Factor, forward and back solve. More...

Functions
template<typename scalar_t >
int64_t	slate::gbtrf (BandMatrix< scalar_t > &A, Pivots &pivots, Options const &opts)
	Distributed parallel band LU factorization.

template<typename scalar_t >
void	slate::gbtrs (BandMatrix< scalar_t > &A, Pivots &pivots, Matrix< scalar_t > &B, Options const &opts)
	Distributed parallel band LU solve.

Detailed Description

Factor, forward and back solve.

Function Documentation

template<typename scalar_t >

Distributed parallel band LU factorization.

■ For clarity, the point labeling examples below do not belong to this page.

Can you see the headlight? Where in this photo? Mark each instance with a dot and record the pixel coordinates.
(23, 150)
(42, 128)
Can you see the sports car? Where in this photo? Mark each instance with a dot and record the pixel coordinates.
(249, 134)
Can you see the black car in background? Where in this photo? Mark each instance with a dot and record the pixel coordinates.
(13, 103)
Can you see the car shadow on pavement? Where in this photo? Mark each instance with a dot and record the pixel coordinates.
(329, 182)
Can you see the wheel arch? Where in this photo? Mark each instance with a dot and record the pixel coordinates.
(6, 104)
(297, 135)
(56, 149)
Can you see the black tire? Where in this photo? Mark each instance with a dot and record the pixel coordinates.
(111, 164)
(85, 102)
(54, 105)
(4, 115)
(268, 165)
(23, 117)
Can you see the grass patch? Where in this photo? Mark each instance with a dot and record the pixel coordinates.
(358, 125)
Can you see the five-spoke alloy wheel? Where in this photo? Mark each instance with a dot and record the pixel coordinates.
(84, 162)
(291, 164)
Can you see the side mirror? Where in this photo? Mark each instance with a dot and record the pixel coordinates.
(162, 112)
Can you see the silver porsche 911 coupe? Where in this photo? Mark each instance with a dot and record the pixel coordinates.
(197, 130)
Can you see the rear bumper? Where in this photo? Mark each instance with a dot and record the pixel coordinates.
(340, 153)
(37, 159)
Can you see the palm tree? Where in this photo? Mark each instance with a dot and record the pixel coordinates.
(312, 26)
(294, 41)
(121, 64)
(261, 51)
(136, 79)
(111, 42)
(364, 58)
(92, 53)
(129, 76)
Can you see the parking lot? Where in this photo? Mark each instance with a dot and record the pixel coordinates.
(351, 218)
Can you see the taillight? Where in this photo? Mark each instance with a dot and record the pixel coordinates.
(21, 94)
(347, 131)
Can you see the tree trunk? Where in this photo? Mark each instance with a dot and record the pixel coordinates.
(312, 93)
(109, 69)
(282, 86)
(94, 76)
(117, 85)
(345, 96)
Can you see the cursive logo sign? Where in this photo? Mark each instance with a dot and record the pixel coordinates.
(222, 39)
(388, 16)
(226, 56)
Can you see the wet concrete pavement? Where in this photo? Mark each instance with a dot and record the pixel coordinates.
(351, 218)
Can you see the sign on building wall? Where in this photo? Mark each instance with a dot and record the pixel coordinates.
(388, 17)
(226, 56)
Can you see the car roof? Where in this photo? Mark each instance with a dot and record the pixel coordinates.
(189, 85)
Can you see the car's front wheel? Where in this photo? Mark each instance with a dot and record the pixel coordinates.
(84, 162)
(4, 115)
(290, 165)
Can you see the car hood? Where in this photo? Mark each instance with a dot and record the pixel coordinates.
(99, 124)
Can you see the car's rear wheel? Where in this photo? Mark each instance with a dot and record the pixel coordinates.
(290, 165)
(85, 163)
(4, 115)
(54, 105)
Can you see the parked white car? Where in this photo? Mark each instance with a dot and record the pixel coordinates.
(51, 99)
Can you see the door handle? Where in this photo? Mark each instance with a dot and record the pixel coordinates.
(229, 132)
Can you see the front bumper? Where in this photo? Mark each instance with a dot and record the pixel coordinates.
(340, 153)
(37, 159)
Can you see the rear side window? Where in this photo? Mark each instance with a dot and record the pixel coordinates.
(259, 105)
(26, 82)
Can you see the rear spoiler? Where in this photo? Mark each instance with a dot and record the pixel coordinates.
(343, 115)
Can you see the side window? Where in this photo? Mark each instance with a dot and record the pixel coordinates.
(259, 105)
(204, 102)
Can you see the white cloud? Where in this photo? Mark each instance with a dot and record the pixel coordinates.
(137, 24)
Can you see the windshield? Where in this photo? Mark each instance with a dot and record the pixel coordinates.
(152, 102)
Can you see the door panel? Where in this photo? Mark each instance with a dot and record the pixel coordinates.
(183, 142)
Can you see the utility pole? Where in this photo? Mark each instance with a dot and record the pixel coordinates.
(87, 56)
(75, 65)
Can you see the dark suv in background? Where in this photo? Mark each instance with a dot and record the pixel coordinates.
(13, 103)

Computes an LU factorization of a general band m-by-n matrix \(A\) using partial pivoting with row interchanges.

The factorization has the form

\[ A = L U \]

where \(L\) is a product of permutation and unit lower triangular matrices, and \(U\) is upper triangular.

This is the right-looking Level 3 BLAS version of the algorithm.

Template Parameters

scalar_t One of float, double, std::complex<float>, std::complex<double>.

Parameters

[in,out]	A	On entry, the band matrix \(A\) to be factored. Tiles outside the bandwidth do not need to exist. For tiles that are partially outside the bandwidth, data outside the bandwidth should be explicitly set to zero. On exit, the factors \(L\) and \(U\) from the factorization \(A = L U\); the unit diagonal elements of \(L\) are not stored. The upper bandwidth is increased to accommodate fill-in of \(U\).
[out]	pivots	The pivot indices that define the permutations.
[in]	opts	Additional options, as map of name = value pairs. Possible options:

Option::Lookahead: Number of panels to overlap with matrix updates. lookahead >= 0. Default 1.
Option::InnerBlocking: Inner blocking to use for panel. Default 16.
Option::MaxPanelThreads: Number of threads to use for panel. Default omp_get_max_threads()/2.
Option::Target: Implementation to target. Possible values:
- HostTask: OpenMP tasks on CPU host [default].
- HostNest: nested OpenMP parallel for loop on CPU host.
- HostBatch: batched BLAS on CPU host.
- Devices: batched BLAS on GPU device.

Option::PivotThreshold: Strictness of the pivot selection. Between 0 and 1 with 1 giving partial pivoting and 0 giving no pivoting. Default 1.

Returns: 0: successful exit; i > 0: \(U(i,i)\) is exactly zero, where \(i\) is a 1-based index. The factorization has been completed, but the factor \(U\) is exactly singular, and division by zero will occur if it is used to solve a system of equations.

template<typename scalar_t >

Distributed parallel band LU solve.

Solves a system of linear equations

\[ A X = B \]

with a general n-by-n band matrix \(A\) using the LU factorization computed by gbtrf. \(A\) can be transposed or conjugate-transposed.

Template Parameters

scalar_t One of float, double, std::complex<float>, std::complex<double>.

Parameters

[in]	A	The factors \(L\) and \(U\) from the factorization \(A = L U\) as computed by gbtrf.
[in]	pivots	The pivot indices that define the permutations as computed by gbtrf.
[in,out]	B	On entry, the n-by-nrhs right hand side matrix \(B\). On exit, the n-by-nrhs solution matrix \(X\).
[in]	opts	Additional options, as map of name = value pairs. Possible options: Option::Lookahead: Number of panels to overlap with matrix updates. lookahead >= 0. Default 1. Option::Target: Implementation to target. Possible values: HostTask: OpenMP tasks on CPU host [default]. HostNest: nested OpenMP parallel for loop on CPU host. HostBatch: batched BLAS on CPU host. Devices: batched BLAS on GPU device.